Gliel’ho stretta. Era piccola e soda e un po’ calda.
«Non vuoi proprio dirmi come hai fatto a sapere del boccaporto?».
«Non posso. Ma chi me l’ha detto non è un delinquente».
«Potrei costringerti a confessare» ha detto, scuotendo subito la testa. «No. Ti ho creduto una volta. Ti crederò ancora. Siediti e bevi un altro bicchiere».
Ha premuto un pulsante. La porta in fondo alla cabina si è aperta, e uno dei damerini si è ripresentato.
«Resta qui. Offrigli da bere, se lo desidera. Trattalo bene».
Mentre il damerino si accomodava, con un gran sorriso amichevole, Brunette è uscito quasi di corsa. Io ho fumato e bevuto. Quando sono arrivato alla fine del bicchiere, il damerino me ne ha servito un altro. Finito anche quello, mi sono fumato un’altra sigaretta.
Brunette è rientrato, è andato a lavarsi le mani e si è seduto di nuovo alla scrivania. Un cenno col mento, e il guardaspalle ha preso la porta.

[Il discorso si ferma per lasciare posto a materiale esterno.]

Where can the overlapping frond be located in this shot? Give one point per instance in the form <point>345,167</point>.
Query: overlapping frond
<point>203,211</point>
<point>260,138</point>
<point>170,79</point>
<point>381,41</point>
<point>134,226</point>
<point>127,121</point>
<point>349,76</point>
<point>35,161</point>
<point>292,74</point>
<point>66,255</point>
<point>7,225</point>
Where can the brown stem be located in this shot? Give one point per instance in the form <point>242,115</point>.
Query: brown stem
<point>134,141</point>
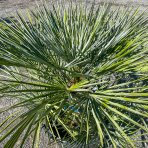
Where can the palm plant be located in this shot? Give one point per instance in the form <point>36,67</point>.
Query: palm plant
<point>76,70</point>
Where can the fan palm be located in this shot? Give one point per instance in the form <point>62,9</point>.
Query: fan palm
<point>80,72</point>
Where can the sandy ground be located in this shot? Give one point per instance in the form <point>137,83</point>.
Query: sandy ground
<point>9,7</point>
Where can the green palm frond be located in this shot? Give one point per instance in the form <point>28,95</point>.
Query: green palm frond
<point>80,74</point>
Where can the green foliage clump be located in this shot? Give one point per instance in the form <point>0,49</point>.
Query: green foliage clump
<point>79,71</point>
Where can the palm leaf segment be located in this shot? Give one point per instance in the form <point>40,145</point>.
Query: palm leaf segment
<point>81,69</point>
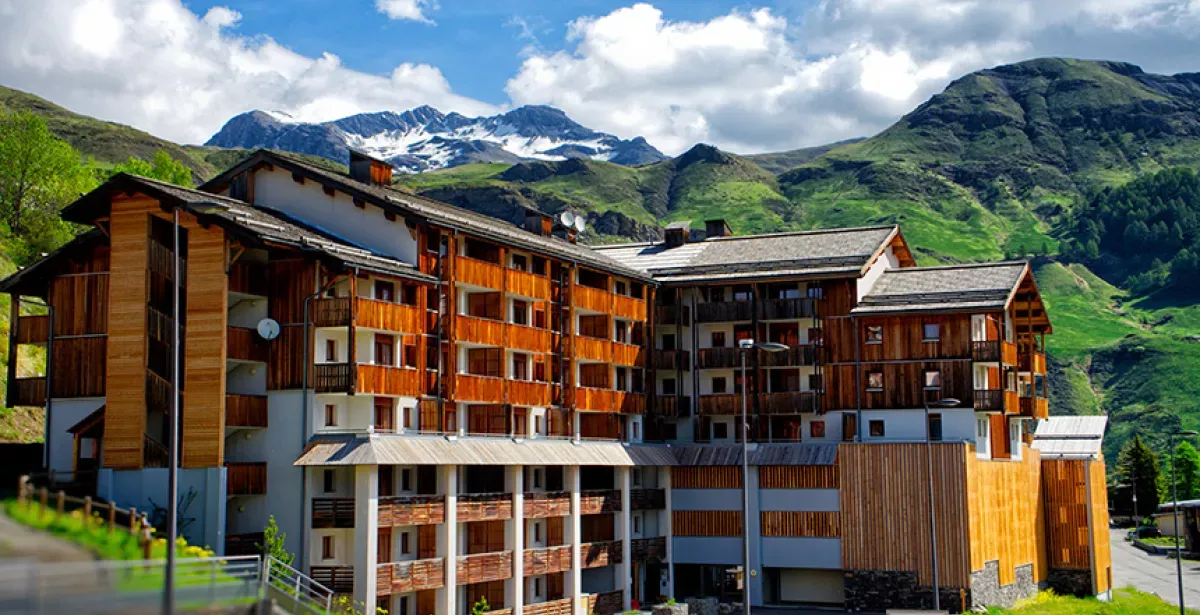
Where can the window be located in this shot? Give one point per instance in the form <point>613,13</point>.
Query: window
<point>935,428</point>
<point>876,428</point>
<point>933,380</point>
<point>874,381</point>
<point>874,334</point>
<point>931,332</point>
<point>816,429</point>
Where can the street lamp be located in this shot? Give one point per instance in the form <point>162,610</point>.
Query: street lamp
<point>747,345</point>
<point>1175,509</point>
<point>948,402</point>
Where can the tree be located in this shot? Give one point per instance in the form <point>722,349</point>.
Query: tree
<point>274,543</point>
<point>1187,471</point>
<point>162,167</point>
<point>1138,465</point>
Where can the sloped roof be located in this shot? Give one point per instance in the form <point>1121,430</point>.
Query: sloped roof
<point>837,251</point>
<point>443,214</point>
<point>957,287</point>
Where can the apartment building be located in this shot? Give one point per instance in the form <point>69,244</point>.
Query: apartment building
<point>439,406</point>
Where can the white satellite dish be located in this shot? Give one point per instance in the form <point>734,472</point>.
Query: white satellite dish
<point>268,328</point>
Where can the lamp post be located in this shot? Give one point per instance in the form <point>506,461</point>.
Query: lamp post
<point>744,346</point>
<point>948,402</point>
<point>1175,511</point>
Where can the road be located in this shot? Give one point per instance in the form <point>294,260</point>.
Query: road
<point>1152,573</point>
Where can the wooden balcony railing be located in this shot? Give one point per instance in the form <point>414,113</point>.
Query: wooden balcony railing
<point>486,389</point>
<point>546,561</point>
<point>246,345</point>
<point>648,549</point>
<point>600,554</point>
<point>648,499</point>
<point>245,411</point>
<point>245,478</point>
<point>411,575</point>
<point>340,579</point>
<point>724,311</point>
<point>600,502</point>
<point>544,505</point>
<point>484,507</point>
<point>333,512</point>
<point>485,567</point>
<point>412,509</point>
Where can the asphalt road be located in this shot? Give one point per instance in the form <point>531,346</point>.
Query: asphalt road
<point>1153,573</point>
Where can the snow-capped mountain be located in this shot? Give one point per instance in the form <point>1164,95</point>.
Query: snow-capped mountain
<point>425,138</point>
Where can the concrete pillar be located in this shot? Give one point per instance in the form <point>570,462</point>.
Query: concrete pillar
<point>573,535</point>
<point>366,532</point>
<point>515,538</point>
<point>448,539</point>
<point>625,535</point>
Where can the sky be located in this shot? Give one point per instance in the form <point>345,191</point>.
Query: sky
<point>745,76</point>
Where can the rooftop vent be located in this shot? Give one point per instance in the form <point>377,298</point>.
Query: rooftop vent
<point>370,169</point>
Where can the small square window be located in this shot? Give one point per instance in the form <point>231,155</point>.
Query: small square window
<point>876,428</point>
<point>875,381</point>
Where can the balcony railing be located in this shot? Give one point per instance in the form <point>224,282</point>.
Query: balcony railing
<point>600,502</point>
<point>485,567</point>
<point>546,561</point>
<point>484,507</point>
<point>411,575</point>
<point>333,512</point>
<point>245,411</point>
<point>412,509</point>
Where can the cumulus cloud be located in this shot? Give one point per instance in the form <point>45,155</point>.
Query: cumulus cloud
<point>751,81</point>
<point>157,66</point>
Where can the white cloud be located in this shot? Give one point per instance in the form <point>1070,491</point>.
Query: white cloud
<point>412,10</point>
<point>157,66</point>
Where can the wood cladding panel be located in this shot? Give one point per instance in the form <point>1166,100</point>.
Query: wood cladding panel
<point>801,524</point>
<point>885,511</point>
<point>706,523</point>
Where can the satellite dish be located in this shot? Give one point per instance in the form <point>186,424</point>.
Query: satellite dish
<point>268,328</point>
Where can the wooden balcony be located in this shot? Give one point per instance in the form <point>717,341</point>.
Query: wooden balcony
<point>724,311</point>
<point>485,389</point>
<point>600,502</point>
<point>340,579</point>
<point>485,567</point>
<point>384,380</point>
<point>652,550</point>
<point>484,507</point>
<point>546,561</point>
<point>33,329</point>
<point>526,393</point>
<point>333,512</point>
<point>545,505</point>
<point>600,554</point>
<point>411,575</point>
<point>245,478</point>
<point>412,509</point>
<point>245,411</point>
<point>648,499</point>
<point>246,345</point>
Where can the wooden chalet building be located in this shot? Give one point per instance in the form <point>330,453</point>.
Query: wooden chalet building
<point>438,406</point>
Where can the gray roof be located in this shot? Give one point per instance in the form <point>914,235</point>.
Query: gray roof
<point>837,251</point>
<point>439,213</point>
<point>955,287</point>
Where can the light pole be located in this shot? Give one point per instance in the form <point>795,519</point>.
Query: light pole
<point>948,402</point>
<point>747,345</point>
<point>1175,511</point>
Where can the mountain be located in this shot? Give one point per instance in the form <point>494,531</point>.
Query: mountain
<point>425,138</point>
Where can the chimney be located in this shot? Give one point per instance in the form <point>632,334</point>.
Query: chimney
<point>717,228</point>
<point>370,169</point>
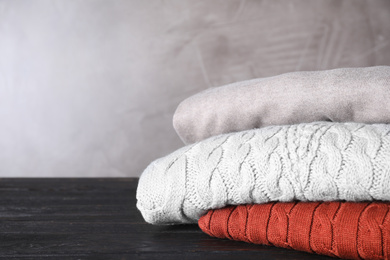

Gli occhi gialli mi studiavano. «Hai vinto, Marlowe. E io avevo centosessantaquattro uomini di equipaggio. Be’...». Si è stretto nelle spalle. «Puoi tornare a terra in taxi. Nessuno ti darà fastidio. Quanto al tuo messaggio, ho alcuni agganci. Li userò. Buonanotte. Probabilmente, dovrei dirti anche grazie. Per la dimostrazione».
«Buonanotte». Mi sono alzato, e via.
Sul pontile d’imbarco c’era un uomo diverso. Anche il taxi era diverso. Giunto a riva, sono entrato nella sala bingo e ho preso posto contro il muro. Era piena.
Pochi minuti dopo, Red si è appoggiato al muro accanto a me.
«È stato facile, eh?» ha detto, tranquillo. Sullo sfondo, le voci stentoree degli uomini del banco che chiamavano i numeri.
«Merito tuo. Brunette ha accettato di aiutarmi. È preoccupato».
Red ha guardato da una parte e dall’altra, poi ha avvicinato le labbra al mio orecchio. «Hai trovato il tuo uomo?».
«No, ma spero che Brunette trovi il modo di recapitargli un messaggio».
Red ha guardato di nuovo verso i tavoli. Con uno sbadiglio si è staccato dal muro. È ricomparso anche il tizio col naso a becco. Red gli si è avvicinato: «Ehilà, Olson». Ancora un po’ e lo butta a terra.
Olson lo ha seguito con uno sguardo acido e si è risistemato il cappello. Quindi ha sputato ferocemente sul pavimento.
Sono uscito subito dopo di lui, diretto al parcheggio alla fine dei binari, dove avevo lasciato la macchina.
Tornato a Hollywood, l’ho parcheggiata e sono salito nel mio appartamento.
Mi sono tolto le scarpe e ho camminato un po’, giusto per sentire il contatto con il pavimento. I piedi mi si intorpidivano ancora, ogni tanto.
Poi mi sono seduto sul bordo del letto già pronto all’uso e ho provato a calcolare il tempo. Impossibile. Per arrivare a Malloy potevano volerci ore, oppure giorni. E forse solo la polizia, prima o poi, sarebbe riuscita a trovarlo. Forse, e non necessariamente vivo.